Doxorubicin is a cytotoxic anthracycline antibiotic derived from *Streptomyces peucetius* var. *caesius*. It is a cornerstone chemotherapeutic agent used primarily for its potent antineoplastic activity against a wide spectrum of hematological malignancies and solid tumors. Its clinical utility is limited by its significant and potentially life-threatening cardiotoxicity, which is cumulative and dose-dependent.
Adult: **Single agent:** 60-75 mg/m² body surface area (BSA) administered as a single intravenous infusion every 21 days. **Combination therapy:** Commonly 40-60 mg/m² every 21-28 days (e.g., in CHOP, ABVD, FAC regimens). Dose is ALWAYS calculated based on BSA (m²).

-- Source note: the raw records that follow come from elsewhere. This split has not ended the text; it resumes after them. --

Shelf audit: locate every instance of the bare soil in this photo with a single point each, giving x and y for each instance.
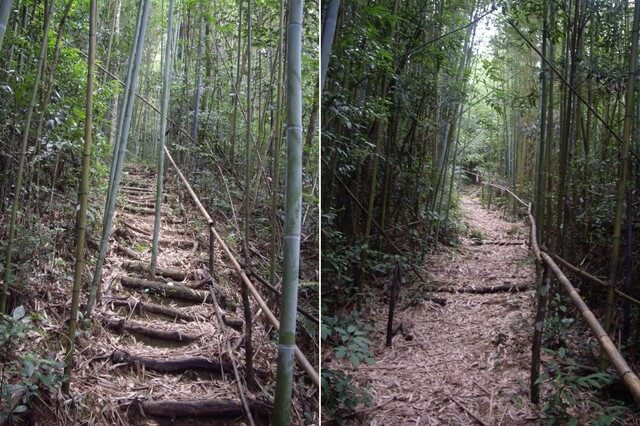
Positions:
(469, 361)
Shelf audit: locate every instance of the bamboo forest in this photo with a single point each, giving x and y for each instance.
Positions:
(479, 212)
(159, 211)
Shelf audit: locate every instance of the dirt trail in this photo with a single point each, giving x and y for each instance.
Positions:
(469, 360)
(121, 363)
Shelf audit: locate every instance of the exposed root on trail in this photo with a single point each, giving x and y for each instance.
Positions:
(468, 362)
(156, 348)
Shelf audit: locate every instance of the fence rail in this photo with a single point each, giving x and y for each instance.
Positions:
(549, 266)
(302, 360)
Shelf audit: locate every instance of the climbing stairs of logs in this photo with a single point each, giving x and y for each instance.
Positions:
(165, 356)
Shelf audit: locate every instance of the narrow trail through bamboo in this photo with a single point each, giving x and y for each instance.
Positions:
(468, 362)
(160, 344)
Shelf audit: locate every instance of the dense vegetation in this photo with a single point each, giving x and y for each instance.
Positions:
(546, 108)
(226, 129)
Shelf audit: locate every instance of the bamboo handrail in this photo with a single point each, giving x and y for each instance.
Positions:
(629, 378)
(594, 279)
(302, 360)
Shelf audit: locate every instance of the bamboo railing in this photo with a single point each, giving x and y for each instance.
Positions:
(629, 378)
(302, 360)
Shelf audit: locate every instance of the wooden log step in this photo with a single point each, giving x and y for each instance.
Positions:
(126, 251)
(499, 243)
(140, 307)
(177, 365)
(134, 228)
(183, 244)
(174, 291)
(148, 232)
(140, 210)
(142, 267)
(120, 326)
(138, 189)
(501, 288)
(141, 203)
(214, 408)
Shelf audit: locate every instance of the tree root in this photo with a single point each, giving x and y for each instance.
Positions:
(216, 408)
(174, 291)
(173, 365)
(120, 326)
(501, 288)
(153, 308)
(142, 267)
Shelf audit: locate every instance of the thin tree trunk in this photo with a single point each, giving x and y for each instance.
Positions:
(166, 88)
(624, 168)
(293, 208)
(21, 162)
(83, 196)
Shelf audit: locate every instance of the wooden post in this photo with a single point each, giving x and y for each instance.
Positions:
(212, 241)
(543, 297)
(248, 346)
(395, 288)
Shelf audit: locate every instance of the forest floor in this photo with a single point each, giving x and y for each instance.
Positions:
(119, 365)
(469, 361)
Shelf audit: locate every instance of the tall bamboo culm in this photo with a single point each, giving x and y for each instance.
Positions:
(83, 197)
(293, 207)
(15, 208)
(5, 11)
(166, 86)
(120, 148)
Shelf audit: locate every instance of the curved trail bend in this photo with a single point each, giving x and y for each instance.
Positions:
(469, 361)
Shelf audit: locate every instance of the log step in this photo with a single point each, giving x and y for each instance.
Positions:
(141, 203)
(142, 267)
(120, 326)
(500, 288)
(176, 365)
(137, 189)
(141, 210)
(140, 307)
(214, 408)
(174, 291)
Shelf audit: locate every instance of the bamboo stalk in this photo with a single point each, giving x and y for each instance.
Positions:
(594, 279)
(166, 86)
(629, 378)
(83, 195)
(302, 360)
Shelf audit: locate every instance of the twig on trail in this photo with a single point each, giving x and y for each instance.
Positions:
(441, 302)
(501, 288)
(468, 410)
(239, 382)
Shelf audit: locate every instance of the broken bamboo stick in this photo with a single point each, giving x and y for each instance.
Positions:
(630, 379)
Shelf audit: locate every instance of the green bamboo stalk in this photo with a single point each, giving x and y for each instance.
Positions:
(197, 95)
(83, 196)
(118, 163)
(248, 349)
(15, 208)
(275, 186)
(5, 11)
(624, 169)
(166, 88)
(236, 99)
(328, 32)
(293, 209)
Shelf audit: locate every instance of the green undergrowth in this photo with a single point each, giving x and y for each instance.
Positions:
(568, 383)
(28, 373)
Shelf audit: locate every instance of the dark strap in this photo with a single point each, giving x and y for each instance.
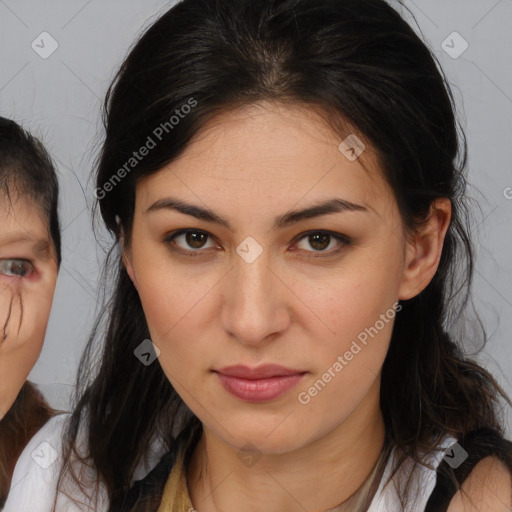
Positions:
(478, 444)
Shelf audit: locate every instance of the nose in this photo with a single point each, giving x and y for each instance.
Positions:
(256, 301)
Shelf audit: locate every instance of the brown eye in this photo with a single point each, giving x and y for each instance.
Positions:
(191, 239)
(16, 268)
(321, 240)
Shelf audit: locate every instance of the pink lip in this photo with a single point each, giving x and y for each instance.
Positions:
(258, 384)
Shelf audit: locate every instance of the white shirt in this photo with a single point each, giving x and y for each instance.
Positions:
(35, 477)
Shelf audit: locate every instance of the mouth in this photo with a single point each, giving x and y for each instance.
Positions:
(260, 384)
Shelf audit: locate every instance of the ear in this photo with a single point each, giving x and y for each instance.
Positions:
(424, 249)
(127, 259)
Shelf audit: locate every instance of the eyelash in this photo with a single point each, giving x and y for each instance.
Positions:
(344, 240)
(4, 264)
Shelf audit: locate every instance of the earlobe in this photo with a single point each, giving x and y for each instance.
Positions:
(424, 249)
(128, 265)
(126, 257)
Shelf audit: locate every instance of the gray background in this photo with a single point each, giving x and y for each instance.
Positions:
(58, 98)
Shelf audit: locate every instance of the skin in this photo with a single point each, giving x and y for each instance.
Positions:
(286, 307)
(26, 292)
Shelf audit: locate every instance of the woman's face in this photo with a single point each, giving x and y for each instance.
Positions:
(28, 273)
(265, 286)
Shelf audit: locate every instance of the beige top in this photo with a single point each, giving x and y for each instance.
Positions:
(176, 497)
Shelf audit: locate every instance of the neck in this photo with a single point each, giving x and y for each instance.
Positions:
(316, 476)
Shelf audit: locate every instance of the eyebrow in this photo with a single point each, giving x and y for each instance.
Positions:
(335, 205)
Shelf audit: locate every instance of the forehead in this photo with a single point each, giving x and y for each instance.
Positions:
(273, 150)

Note: **FOR INTRAVENOUS USE ONLY.** Reconstitute 50mg vial with 25 mL of Sodium Chloride Injection (0.9%) to yield 2 mg/mL. Further dilute in 50-250 mL of 0.9% NaCl or 5% Dextrose. Administer via a free-flowing IV line, preferably through a central venous catheter or a large, patent peripheral vein. Infusion duration is typically 15-60 minutes. **MUST** monitor for extravasation. Flush line before and after administration.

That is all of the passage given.